JO: What do you think is the number one desire for a bride on her wedding day?
CR: Brides only want two things: 1) to look really, really pretty, and 2) to have a killer party, preferably with a packed dance floor. The best gift you can give a couple is to really enjoy their wedding.

JO: What do you do to feel beautiful yourself?

CR: I run. Seriously. After I run, of course I look like a mess, but I feel strong and fast. The days when I run there’s a lift in my step, a calm, and a confidence. It’s true what they say about how much of ones beauty comes from happiness.

JO: Do you have any beauty rituals or must have products?

CR: I’m pretty simple when it comes to beauty rituals: water, sleep, moisturizer, sunscreen, and blue-cancelling concealer – I have the world’s thinnest skin! Also, after trying it at the female run factories in Morocco, I’ve become addicted to Argan oil. I need it because I am also addicted to hot showers. I just love showers and they are, of course, terrible for your skin.

JO: You’ve said your business celebrates the imperfect. What is your perception of perfection?

CR: I hate the concept of “perfection” because it is built on homogeneity and conformity – and it leaves almost everyone out! I pushed my staff at The Knot (and the wedding industry at large) and I’d like to push all imagemakers everywhere, to make the imperfect the new perfect. Individuality and uniqueness are perfection. When everyone can feel comfortable in their own bodies, with their own beauty, with their own beliefs, and hopes and dreams, that will be perfect.

JO: In 2014, you and David stepped down from day-to-day operations. What do you miss most?

CR: I miss the people! I loved being a part of a team and creating a culture where so many voices at so many levels in the organization could be heard. I learned so much from them every day. They are a talented, dedicated, fun bunch and I miss everything from our brainstorms to busting it out on the dance floor.

JO: What is next?

CR: When I am not momming — my most important (and hardest) job — I split my energy between three passions: female entrepreneurship, social justice and progressive politics.
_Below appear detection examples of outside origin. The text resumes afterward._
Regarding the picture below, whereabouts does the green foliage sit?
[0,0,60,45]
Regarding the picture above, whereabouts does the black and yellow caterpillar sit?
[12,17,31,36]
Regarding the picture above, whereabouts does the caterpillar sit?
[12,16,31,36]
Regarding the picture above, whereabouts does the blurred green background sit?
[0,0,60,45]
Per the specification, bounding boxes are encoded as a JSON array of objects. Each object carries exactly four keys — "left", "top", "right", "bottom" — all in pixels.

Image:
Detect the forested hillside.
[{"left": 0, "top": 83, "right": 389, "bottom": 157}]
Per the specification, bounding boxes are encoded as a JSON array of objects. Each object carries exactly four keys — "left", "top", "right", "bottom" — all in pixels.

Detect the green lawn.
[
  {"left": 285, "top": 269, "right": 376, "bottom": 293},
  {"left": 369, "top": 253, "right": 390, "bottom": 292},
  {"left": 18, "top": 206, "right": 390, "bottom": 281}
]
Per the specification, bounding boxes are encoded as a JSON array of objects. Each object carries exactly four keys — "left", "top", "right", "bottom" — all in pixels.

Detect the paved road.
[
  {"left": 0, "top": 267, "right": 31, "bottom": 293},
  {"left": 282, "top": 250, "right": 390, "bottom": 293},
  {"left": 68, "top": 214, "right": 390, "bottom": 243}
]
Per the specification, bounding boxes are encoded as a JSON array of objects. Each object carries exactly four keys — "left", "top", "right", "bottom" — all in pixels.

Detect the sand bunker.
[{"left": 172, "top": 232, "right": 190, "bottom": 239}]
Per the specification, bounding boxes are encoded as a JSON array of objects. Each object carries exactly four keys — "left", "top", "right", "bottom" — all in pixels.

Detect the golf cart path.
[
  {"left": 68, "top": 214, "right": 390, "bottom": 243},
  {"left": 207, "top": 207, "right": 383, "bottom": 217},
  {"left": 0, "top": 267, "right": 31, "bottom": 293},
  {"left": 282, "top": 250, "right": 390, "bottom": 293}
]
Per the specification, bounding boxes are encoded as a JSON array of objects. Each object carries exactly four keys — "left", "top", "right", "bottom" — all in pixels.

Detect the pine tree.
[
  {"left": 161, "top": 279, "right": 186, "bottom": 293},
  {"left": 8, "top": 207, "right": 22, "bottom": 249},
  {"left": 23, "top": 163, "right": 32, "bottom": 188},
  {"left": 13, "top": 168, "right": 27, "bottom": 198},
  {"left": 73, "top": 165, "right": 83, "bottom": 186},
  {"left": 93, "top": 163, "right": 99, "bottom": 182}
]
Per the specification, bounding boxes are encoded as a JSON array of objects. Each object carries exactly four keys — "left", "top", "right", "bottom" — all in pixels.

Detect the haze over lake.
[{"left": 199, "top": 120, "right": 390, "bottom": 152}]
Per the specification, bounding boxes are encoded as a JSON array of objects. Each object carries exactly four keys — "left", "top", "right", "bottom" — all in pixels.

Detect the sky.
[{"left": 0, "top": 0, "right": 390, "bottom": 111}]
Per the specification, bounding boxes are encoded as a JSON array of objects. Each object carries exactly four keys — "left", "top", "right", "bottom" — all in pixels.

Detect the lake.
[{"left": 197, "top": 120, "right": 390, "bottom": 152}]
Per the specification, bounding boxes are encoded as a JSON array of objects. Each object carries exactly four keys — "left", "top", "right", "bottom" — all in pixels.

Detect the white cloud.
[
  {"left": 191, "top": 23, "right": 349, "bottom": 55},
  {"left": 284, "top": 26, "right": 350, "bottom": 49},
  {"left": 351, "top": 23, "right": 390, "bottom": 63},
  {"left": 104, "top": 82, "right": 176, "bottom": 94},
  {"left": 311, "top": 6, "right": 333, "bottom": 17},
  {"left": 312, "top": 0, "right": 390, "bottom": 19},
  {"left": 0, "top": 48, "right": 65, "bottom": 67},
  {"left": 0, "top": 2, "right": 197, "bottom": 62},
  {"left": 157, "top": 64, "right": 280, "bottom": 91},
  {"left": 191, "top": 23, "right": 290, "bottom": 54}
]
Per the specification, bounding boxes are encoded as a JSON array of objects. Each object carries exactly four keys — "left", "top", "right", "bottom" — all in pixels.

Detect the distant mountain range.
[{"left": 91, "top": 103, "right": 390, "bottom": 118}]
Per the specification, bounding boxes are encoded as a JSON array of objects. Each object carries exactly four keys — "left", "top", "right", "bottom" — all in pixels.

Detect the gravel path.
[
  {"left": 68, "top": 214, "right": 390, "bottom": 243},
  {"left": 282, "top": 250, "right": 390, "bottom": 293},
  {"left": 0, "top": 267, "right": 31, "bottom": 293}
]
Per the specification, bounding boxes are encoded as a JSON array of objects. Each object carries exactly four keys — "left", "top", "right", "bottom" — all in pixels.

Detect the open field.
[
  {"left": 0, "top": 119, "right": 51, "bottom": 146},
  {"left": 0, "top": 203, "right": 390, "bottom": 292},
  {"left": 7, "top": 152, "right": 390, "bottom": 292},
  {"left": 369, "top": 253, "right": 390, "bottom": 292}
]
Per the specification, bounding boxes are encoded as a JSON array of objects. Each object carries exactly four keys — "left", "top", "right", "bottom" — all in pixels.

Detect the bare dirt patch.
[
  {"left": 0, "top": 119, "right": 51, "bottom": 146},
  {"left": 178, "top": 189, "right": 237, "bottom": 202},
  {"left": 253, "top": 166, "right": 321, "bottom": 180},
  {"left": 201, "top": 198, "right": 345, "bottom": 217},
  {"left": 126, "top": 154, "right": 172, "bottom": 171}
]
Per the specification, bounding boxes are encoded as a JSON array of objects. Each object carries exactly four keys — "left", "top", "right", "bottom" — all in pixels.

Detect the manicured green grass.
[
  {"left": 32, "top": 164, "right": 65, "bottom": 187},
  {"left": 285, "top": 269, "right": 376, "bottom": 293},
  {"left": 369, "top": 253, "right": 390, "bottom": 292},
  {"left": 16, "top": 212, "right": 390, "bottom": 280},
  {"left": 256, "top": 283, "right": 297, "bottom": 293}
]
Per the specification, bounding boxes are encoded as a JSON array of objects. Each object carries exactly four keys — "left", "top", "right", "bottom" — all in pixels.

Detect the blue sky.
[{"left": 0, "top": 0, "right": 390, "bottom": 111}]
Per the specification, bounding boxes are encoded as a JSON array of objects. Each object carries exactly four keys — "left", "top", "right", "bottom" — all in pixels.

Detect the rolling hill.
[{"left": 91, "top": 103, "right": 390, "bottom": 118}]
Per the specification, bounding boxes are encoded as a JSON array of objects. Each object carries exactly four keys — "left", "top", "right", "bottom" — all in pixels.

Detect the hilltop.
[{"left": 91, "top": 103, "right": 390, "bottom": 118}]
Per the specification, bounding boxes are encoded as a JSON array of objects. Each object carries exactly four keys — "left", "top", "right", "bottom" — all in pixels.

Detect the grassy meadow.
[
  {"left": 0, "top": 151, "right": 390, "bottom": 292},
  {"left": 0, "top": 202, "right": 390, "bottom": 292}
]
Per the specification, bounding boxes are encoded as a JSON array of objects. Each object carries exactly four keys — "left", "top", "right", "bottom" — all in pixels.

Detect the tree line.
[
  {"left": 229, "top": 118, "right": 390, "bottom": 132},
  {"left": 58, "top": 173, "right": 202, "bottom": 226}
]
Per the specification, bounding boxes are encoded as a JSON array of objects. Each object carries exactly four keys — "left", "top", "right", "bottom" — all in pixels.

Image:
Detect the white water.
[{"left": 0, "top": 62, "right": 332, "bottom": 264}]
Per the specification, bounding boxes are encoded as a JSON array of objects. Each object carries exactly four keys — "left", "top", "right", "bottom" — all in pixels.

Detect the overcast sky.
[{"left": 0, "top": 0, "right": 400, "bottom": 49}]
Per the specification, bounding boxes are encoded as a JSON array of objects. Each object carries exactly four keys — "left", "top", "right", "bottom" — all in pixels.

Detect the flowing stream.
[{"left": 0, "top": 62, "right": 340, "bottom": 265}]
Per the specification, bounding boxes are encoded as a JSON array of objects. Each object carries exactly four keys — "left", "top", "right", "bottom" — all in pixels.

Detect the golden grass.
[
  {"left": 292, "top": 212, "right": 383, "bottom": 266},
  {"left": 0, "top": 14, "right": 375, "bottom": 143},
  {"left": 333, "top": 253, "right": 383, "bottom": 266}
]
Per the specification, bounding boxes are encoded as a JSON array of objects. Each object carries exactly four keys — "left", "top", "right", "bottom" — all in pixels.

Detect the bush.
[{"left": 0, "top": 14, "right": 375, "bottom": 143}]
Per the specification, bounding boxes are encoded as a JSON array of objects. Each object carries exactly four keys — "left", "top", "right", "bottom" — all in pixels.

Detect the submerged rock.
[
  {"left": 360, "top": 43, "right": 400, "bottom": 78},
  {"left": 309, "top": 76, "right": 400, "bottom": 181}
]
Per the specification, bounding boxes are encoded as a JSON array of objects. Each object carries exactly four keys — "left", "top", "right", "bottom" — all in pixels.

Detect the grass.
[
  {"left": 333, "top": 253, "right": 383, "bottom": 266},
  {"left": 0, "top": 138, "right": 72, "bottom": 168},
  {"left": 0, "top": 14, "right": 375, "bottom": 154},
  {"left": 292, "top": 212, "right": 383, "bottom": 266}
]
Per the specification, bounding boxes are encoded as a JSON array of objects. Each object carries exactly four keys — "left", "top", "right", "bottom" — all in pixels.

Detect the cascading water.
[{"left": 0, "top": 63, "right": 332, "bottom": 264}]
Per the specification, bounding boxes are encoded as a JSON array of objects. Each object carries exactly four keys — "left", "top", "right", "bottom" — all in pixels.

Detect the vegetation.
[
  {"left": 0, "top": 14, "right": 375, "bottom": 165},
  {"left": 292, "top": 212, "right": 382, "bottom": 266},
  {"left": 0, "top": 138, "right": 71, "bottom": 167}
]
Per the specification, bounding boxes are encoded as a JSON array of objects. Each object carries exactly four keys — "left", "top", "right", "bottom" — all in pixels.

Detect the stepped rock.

I really enjoy my job serving on the board of a fast-growing, female-founded, and socially responsible fashion company Rent The Runway (@renttherunway) – it’s all the innovation and excitement without having to worry about payroll! I also serve on the boards of Brooklyn Community Foundation (@bklynfoundation), Power of Two (@powerof2nyc), WIE Network (@wienetwork), and Project Entrepreneur (@pjentrepreneur).  Everyone wants to know when I’ll either found another company or run for office. Both would be fun, but I’m content supporting others doing those things in, what I call, my “pay it forward” period. It feels really good to be in the background cheering others on.